Slayton is the director and founder of FUSE:cadre/montalvo artist research residency, a platform for collaboration, experimentation, creativity and innovation focused on emerging new media and technology. FUSE connects fine arts students from the CADRE Laboratory in unorthodox partnerships with artists that inspire new forms of technology-based production and experience. Through cross-discipline collaborations, the residency-model provides an arena for addressing some of the most pertinent issues of our time including, but not limited to, concerns of globalization, sustainability, censorship, human rights, social responsibility, human centered design and a focus on the next generation.

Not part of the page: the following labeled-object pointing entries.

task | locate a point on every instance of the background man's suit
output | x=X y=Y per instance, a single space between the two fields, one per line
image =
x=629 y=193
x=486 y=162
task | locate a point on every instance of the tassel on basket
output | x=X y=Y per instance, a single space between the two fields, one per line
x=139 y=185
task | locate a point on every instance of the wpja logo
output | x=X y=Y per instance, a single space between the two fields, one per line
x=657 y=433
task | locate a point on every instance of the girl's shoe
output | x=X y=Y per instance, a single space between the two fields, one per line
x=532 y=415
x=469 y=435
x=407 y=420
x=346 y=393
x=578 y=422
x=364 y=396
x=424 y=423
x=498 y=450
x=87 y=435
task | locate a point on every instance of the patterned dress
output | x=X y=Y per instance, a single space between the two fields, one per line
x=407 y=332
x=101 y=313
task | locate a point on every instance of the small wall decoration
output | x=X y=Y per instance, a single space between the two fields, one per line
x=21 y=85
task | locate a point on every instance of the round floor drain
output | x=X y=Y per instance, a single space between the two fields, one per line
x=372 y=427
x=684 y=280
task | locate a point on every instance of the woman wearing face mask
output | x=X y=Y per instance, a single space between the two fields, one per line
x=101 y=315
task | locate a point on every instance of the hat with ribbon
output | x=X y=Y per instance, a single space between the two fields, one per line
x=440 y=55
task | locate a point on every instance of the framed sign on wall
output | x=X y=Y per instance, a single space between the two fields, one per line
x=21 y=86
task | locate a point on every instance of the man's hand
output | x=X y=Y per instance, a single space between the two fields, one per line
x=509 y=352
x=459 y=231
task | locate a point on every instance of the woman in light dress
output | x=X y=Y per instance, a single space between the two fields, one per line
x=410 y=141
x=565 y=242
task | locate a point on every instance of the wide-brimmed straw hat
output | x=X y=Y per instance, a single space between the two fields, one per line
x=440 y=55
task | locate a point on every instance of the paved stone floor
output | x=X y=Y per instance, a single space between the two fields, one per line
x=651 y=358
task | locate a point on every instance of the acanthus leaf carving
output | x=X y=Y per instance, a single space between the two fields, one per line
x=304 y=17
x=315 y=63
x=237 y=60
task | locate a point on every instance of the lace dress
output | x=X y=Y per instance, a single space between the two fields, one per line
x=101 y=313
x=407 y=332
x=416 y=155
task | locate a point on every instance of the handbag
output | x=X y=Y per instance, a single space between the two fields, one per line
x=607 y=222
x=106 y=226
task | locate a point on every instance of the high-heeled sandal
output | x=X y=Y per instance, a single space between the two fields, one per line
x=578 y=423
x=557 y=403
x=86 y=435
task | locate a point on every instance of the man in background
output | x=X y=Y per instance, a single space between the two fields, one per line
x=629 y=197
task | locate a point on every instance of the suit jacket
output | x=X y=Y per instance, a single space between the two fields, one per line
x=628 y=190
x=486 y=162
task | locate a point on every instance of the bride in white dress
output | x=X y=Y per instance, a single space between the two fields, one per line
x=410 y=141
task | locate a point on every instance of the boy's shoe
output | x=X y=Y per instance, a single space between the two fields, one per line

Considered a pioneer in the field of art and technology Slayton creates artworks that engage with a wide range of media technology including information mapping, networks and interactive visualization. Slayton was an original member of the Visible Language Workshop at MIT in the mid 1970s, has received a National Endowment for the Arts award and was selected for the Xerox Parc Pair Artists in Residence Program.